Globalization and the Politics of Health

Health and Globalization by G. B. Cockerham and W. C.

Cockerham. Cambridge: Polity Press, 2010. 215 pp.,

£15.99 paperback, 9780745645131



Global Politics of Health by Sara E. Davies. Cambridge:

Polity Press, 2009. 243pp., £16.99 paperback,

9780745640419



Globalization and Health by Ronald Labonté, Ted

Schrecker, Corinne Packer and Vivien Runnels (eds).

Abingdon: Routledge, 2009. 356 pp., £75.00 hardcover,

9780415993340

Expressed in succinct terms, globalization entails an extension and intensification of all forms of human relatedness, most notably by enlarging and accelerating complex interactions of human and natural systems. In addition to the staggering array of practical challenges presented by globalizing dynamics in every field of human relations and endeavor, our terms of reference – familiar patterns, established concepts and predominant theories – are also subject to various dislocations by unprecedented rates of change, complex causal relations that defy timely analysis and inadequate explanatory ‘reach’. Globalization is too broad and encompassing and too varied in its drivers and outcomes to be grasped adequately in abstract terms, so thematic studies are not only welcome – they are necessary. Although in recent years attention has been focused on the actors, drivers and outcomes of global financial turbulence, the impacts of globalization on human health are no less compelling – and they are likely to prove more enduring and less tractable.

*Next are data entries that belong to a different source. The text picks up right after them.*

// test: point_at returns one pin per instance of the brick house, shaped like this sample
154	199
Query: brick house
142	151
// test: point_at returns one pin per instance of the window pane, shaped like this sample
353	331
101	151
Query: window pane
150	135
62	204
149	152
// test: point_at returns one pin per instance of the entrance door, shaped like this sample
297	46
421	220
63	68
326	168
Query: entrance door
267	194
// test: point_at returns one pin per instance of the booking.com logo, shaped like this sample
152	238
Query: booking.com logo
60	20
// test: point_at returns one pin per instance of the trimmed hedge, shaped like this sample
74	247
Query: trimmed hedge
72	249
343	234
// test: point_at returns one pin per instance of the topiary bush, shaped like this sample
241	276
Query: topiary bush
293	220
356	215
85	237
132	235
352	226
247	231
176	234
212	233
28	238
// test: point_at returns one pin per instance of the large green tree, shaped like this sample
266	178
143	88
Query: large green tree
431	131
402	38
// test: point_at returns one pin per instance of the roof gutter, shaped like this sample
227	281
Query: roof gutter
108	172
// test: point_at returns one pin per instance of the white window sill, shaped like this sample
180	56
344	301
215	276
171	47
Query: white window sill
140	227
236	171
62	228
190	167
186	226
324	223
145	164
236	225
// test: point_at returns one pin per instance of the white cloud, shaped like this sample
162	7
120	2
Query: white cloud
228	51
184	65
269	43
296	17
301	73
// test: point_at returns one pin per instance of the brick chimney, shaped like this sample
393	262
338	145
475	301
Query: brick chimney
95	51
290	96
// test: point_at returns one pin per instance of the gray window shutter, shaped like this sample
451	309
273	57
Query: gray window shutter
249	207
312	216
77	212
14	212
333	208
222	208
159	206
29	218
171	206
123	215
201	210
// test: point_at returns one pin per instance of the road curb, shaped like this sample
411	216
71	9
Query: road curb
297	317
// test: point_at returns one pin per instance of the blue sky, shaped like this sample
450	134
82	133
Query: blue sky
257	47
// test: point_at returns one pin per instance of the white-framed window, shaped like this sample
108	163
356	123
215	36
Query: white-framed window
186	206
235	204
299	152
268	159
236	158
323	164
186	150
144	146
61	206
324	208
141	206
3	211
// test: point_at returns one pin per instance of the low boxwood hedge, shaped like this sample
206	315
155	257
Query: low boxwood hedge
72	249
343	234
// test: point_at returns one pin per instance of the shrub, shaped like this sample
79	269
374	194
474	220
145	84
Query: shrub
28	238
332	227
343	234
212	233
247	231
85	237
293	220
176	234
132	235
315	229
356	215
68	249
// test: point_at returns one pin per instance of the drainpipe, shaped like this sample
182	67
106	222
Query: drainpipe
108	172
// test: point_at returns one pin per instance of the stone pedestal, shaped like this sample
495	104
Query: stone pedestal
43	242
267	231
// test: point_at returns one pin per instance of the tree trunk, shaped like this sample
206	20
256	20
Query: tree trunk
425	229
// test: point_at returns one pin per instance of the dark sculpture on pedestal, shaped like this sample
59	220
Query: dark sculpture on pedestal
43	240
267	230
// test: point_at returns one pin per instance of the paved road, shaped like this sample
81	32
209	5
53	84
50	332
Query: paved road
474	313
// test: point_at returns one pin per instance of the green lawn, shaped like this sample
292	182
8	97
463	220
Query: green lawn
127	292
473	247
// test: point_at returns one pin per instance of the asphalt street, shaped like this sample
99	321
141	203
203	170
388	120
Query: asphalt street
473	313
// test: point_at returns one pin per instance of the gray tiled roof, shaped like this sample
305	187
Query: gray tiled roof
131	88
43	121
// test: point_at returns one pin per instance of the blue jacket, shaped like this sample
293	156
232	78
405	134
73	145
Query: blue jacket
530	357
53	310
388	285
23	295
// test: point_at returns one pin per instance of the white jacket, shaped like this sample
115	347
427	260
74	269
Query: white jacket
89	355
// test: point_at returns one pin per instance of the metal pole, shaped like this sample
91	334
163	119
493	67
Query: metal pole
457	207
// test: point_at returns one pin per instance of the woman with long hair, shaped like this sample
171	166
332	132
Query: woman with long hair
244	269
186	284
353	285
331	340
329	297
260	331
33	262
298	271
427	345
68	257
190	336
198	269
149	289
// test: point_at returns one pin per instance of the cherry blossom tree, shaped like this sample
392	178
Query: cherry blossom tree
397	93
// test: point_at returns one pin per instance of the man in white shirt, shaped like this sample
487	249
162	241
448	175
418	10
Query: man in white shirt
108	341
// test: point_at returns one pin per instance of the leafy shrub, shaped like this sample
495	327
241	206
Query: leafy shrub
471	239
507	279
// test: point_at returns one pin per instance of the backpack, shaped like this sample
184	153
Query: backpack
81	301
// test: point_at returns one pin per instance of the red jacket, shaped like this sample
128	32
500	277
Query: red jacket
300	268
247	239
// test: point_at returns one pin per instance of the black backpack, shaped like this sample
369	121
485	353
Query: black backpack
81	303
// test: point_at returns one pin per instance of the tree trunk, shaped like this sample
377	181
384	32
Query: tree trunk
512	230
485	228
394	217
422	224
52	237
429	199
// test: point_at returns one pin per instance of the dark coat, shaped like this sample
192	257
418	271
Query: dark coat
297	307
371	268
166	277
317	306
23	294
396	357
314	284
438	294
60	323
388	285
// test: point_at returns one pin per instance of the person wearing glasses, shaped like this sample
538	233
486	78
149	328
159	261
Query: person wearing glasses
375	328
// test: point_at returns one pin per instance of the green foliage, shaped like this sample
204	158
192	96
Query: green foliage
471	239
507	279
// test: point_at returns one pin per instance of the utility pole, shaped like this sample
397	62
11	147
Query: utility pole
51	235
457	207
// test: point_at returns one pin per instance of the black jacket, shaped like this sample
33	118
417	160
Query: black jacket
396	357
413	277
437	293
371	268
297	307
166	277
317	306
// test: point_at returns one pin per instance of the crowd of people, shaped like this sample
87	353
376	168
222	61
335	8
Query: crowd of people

And as these three books demonstrate, they also serve to pose searching questions about disciplinary boundaries, of International Relations in particular. One cannot read far into studies of how globalization and human health are configured – and the extent to which they are changed and changing – without also confronting a range of sector-specific ‘global’ terminology: the global politics of health; global health actors; global health governance; and (to the extent that it differs) the global governance of health.